An anonymous commenter makes a good point in my post about the Anti-Culture.  The gist of his argument is that there never was a golden age in Christian Culture.  The Middle Ages, much vaunted by certain Catholics, were brutal and harsh in many ways.

Of course the flip side of this is that there's more good in the world today than we are wont to admit.  Yes, there's plenty of brutality and harshness, and a litany of anti-christian horrors, from abortion to wage slavery to the atrocities of warfare - but even in a culture where 95% of teen students in Catholic Schools support "gay marriage", one great thing remains.

Somehow we still understand love.

Somehow, even in our secular anti-christian Culture of Death, even in our popular culture where Hardee's and Jack-in-the-Box cannot sell hamburgers without cynicism and sex, even in our increasingly irrational and violent cities and suburbs, we all know what love is.

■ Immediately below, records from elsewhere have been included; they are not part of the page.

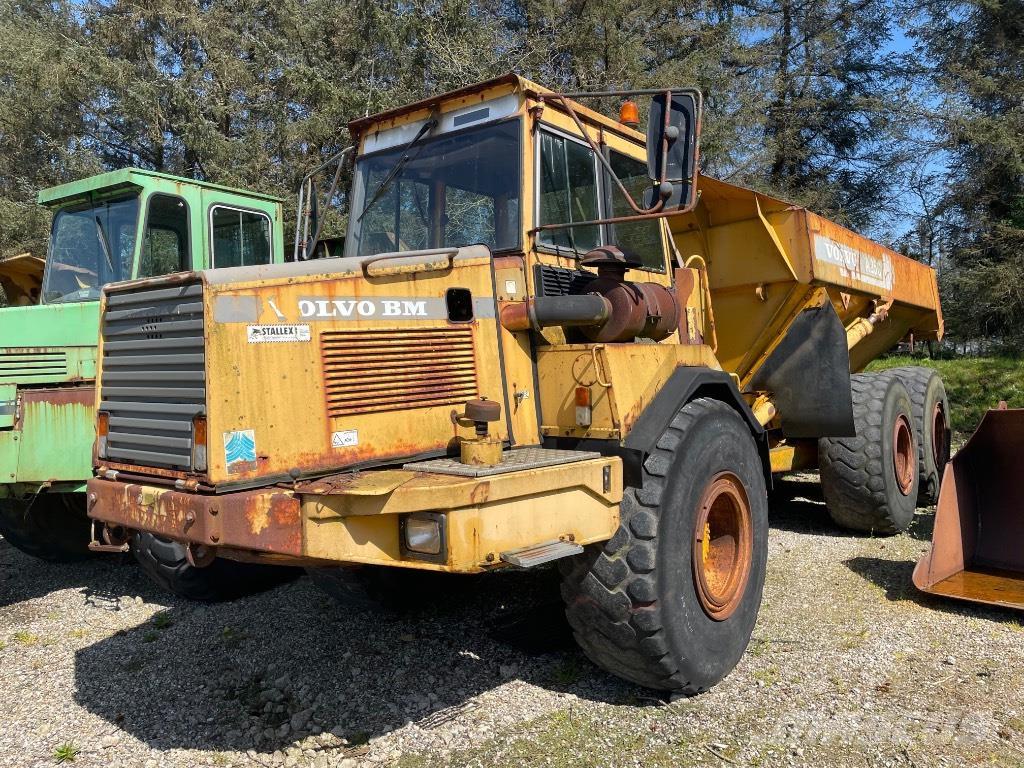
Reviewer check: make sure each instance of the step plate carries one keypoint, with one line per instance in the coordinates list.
(541, 553)
(512, 461)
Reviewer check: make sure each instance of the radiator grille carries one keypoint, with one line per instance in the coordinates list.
(555, 281)
(367, 372)
(154, 380)
(24, 366)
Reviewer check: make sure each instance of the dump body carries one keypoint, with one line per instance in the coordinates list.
(769, 260)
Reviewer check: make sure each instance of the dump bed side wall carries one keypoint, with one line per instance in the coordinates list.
(768, 260)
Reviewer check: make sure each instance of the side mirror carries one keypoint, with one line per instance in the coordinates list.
(673, 133)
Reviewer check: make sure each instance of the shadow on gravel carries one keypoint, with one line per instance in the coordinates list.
(24, 578)
(894, 578)
(800, 507)
(261, 672)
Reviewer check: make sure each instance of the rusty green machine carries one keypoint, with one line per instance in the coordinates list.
(109, 227)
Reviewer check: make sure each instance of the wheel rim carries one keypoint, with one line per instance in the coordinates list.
(940, 452)
(904, 457)
(722, 546)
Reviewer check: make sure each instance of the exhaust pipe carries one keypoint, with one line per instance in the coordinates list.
(977, 551)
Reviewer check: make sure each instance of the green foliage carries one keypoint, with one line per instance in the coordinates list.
(67, 753)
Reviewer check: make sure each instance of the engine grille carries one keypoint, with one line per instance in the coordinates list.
(367, 372)
(555, 281)
(154, 377)
(23, 366)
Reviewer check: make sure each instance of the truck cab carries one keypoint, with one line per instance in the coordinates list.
(121, 225)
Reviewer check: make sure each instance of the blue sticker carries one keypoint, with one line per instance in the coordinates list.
(240, 451)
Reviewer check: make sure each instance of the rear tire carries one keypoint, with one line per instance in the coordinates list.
(870, 480)
(932, 428)
(671, 600)
(51, 526)
(163, 560)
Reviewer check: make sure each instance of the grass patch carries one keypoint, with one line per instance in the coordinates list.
(974, 385)
(67, 753)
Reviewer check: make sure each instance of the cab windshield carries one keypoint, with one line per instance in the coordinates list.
(90, 247)
(452, 190)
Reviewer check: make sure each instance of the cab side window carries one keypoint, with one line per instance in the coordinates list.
(568, 193)
(239, 238)
(642, 239)
(165, 242)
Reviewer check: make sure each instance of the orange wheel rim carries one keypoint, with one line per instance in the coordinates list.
(939, 436)
(904, 456)
(722, 546)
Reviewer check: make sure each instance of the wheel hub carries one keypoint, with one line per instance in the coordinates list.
(940, 442)
(722, 546)
(904, 456)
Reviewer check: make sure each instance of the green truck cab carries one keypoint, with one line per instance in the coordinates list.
(114, 226)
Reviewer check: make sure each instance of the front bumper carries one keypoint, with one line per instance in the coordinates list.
(357, 518)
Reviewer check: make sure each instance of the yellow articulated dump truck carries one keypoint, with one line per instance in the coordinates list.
(547, 340)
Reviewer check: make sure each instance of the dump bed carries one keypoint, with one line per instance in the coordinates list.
(768, 260)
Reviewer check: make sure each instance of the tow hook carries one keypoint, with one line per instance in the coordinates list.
(113, 541)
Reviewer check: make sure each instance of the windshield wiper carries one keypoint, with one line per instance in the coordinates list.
(396, 168)
(104, 243)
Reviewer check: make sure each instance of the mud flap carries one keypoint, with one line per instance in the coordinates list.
(808, 375)
(977, 550)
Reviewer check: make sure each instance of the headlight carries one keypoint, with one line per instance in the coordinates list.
(423, 534)
(102, 428)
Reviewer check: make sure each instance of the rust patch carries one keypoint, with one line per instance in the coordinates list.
(267, 520)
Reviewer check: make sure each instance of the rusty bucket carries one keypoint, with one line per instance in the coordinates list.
(977, 551)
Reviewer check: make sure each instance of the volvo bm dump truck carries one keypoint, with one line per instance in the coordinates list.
(110, 227)
(548, 340)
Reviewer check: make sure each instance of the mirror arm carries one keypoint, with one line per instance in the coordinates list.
(562, 98)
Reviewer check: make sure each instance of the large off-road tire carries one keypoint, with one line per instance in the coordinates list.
(870, 480)
(164, 561)
(931, 427)
(671, 600)
(50, 526)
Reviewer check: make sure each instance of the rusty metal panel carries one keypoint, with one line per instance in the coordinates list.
(368, 372)
(55, 431)
(265, 520)
(977, 551)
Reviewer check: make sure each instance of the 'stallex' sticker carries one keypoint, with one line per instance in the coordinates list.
(345, 438)
(265, 334)
(240, 451)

Love is not a feeling, not a desire, not the hormones that surge through our bodies and make us rut for anyone or anything.  It's not all the stuff we pretend it is.

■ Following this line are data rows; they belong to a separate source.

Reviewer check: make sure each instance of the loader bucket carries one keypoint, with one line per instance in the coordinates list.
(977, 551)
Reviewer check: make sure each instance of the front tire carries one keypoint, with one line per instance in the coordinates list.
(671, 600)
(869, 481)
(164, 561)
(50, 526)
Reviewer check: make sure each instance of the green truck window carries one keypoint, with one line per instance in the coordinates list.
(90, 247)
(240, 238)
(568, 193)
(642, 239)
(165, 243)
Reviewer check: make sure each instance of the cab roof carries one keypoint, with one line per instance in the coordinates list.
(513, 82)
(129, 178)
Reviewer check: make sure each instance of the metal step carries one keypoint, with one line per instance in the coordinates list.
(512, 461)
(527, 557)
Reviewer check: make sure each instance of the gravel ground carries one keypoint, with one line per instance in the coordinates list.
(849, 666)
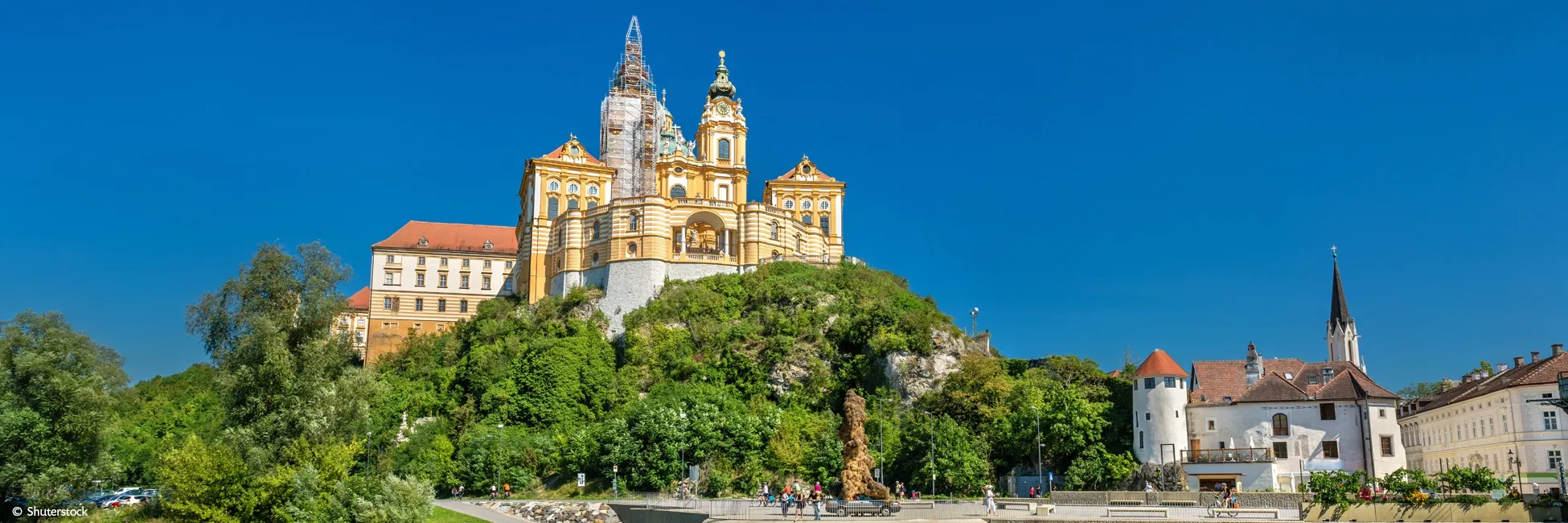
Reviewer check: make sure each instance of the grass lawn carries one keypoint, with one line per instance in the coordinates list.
(442, 516)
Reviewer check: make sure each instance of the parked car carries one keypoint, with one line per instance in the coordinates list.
(125, 501)
(861, 504)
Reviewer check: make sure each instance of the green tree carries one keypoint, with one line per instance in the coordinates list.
(1098, 470)
(55, 397)
(281, 371)
(158, 414)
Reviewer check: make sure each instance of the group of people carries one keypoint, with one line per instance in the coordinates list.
(795, 496)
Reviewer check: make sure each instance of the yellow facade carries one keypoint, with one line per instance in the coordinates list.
(695, 209)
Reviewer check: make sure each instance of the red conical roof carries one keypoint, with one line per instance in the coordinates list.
(1160, 363)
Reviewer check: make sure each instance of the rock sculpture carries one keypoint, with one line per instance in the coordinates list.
(858, 463)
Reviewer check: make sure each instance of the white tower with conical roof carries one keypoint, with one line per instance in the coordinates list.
(1160, 409)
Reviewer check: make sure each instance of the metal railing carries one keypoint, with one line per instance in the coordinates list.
(1228, 456)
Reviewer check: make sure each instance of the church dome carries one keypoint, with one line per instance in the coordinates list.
(721, 85)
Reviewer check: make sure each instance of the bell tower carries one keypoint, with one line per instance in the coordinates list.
(1344, 344)
(721, 135)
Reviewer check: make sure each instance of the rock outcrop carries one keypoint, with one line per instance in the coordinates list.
(914, 374)
(856, 478)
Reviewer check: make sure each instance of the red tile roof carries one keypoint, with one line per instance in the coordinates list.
(1160, 363)
(454, 237)
(1534, 373)
(1216, 381)
(359, 300)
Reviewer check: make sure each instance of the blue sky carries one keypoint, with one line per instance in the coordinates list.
(1092, 176)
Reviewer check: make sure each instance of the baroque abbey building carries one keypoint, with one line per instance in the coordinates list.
(655, 204)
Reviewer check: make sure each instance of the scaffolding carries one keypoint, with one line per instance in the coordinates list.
(629, 121)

Love is self-sacrifice for the good of another.  That we know and that we have always known since the first Good Friday, nearly 2,000 years ago.  Ever since that awful day, no one raised in anything resembling a Christian culture - or even in a deliberately anti-christian culture - can deny what love is. 

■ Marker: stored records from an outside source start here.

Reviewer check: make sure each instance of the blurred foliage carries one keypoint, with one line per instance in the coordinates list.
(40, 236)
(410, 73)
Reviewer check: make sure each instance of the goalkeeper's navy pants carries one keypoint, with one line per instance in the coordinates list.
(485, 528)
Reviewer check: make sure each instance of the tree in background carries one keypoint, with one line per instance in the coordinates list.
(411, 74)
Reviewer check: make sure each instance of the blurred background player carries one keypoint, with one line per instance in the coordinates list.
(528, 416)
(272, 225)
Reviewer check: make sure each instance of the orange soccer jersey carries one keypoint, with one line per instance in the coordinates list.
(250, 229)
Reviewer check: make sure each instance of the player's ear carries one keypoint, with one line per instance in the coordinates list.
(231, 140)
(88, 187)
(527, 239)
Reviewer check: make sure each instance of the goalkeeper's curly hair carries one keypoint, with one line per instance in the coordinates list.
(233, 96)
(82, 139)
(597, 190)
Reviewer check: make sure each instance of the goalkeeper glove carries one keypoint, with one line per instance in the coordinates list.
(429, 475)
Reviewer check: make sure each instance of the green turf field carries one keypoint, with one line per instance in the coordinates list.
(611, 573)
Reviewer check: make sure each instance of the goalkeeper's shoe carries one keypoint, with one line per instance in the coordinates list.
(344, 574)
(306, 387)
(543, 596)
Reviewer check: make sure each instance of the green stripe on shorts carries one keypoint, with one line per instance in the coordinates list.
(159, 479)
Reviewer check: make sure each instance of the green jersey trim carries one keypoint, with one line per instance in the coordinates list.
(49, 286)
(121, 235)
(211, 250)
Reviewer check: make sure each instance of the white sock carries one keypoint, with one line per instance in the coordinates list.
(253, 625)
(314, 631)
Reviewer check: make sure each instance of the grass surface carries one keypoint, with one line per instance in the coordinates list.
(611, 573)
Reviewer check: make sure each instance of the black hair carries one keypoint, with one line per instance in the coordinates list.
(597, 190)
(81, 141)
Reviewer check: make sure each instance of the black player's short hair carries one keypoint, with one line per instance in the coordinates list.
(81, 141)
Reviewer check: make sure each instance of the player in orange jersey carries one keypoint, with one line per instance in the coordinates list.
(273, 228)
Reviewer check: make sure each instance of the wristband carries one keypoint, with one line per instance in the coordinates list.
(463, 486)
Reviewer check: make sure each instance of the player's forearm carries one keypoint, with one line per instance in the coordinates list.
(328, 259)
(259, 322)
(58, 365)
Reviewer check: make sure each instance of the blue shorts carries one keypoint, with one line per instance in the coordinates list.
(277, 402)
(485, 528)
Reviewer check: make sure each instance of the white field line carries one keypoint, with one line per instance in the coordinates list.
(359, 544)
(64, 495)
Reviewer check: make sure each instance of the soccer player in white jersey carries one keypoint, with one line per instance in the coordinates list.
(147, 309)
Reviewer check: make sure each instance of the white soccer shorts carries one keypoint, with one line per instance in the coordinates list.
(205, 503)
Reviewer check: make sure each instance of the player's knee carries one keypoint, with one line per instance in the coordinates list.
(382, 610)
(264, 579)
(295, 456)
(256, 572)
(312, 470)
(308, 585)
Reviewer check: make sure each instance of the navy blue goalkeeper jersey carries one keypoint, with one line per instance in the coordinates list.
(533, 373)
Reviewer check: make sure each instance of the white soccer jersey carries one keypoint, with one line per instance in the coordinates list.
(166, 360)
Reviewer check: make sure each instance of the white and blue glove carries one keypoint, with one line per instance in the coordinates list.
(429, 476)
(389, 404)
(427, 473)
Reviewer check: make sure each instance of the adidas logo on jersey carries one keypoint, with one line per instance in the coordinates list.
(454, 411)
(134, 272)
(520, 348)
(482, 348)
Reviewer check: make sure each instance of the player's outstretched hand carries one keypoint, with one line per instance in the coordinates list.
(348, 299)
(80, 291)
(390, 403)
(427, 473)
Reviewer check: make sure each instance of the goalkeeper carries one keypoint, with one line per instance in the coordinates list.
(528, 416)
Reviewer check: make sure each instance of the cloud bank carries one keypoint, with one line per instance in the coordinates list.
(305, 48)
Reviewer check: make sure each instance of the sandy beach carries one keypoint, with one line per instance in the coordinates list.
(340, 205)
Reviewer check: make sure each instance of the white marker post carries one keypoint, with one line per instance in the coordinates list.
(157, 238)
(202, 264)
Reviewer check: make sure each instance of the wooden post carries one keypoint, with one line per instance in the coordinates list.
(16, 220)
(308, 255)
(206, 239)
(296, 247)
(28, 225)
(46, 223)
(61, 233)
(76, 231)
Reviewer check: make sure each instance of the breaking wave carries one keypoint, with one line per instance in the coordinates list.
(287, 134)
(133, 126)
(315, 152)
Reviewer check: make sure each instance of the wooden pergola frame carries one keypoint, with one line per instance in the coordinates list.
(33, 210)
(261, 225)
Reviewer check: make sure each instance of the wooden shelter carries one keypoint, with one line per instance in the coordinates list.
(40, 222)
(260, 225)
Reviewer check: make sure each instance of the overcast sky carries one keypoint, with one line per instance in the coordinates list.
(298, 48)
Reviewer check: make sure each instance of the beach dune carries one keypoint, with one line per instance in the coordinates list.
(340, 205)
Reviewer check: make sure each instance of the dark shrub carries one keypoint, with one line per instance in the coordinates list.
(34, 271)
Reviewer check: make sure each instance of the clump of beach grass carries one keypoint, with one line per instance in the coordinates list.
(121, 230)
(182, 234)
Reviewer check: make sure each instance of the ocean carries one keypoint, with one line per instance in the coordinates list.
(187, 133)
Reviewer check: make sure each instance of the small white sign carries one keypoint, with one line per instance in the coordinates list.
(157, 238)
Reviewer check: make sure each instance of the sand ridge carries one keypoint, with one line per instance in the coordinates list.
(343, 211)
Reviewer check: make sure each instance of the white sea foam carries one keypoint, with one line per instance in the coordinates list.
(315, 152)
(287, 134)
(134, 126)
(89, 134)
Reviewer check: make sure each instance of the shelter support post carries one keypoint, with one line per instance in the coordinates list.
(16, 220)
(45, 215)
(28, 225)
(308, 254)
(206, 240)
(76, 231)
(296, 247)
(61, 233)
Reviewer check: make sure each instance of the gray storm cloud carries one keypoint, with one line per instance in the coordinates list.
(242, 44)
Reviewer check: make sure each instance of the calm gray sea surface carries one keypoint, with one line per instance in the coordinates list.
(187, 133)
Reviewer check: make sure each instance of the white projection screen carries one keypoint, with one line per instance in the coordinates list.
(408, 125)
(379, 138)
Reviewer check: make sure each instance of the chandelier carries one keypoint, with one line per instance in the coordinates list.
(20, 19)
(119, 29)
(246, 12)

We know this even when we say that all is Nothing.  We know this when we claim there is no God and we can do whatever we want.  We know this when we excuse away our philandering, our drug abuse, our devotion to success at any cost.  We know this when we lie to one another and say that if we love Jesus, we'll get a new car.  We know this when we lie to one another and say that if we love Jesus, we'd applaud sodomy and celebrate sterility.  We know this, no matter how despicable and self-serving our lives become.  We know this when we sacrifice our children to Moloch.  We know this when we immolate ourselves before Mammon.  We know this when we spill our seed and deconstruct our families on a mere whim.  We know this when the lights are off at night and we lie for a few moments awake, listening to the still small voice that convicts or excuses us (see Rom. 2:15).

We know this great truth - we know that God is love and we know what love really is, and we can either live in accordance with this truth or in denial of it.

The Golden Age is therefore always just around the corner - and the grace is there for the asking.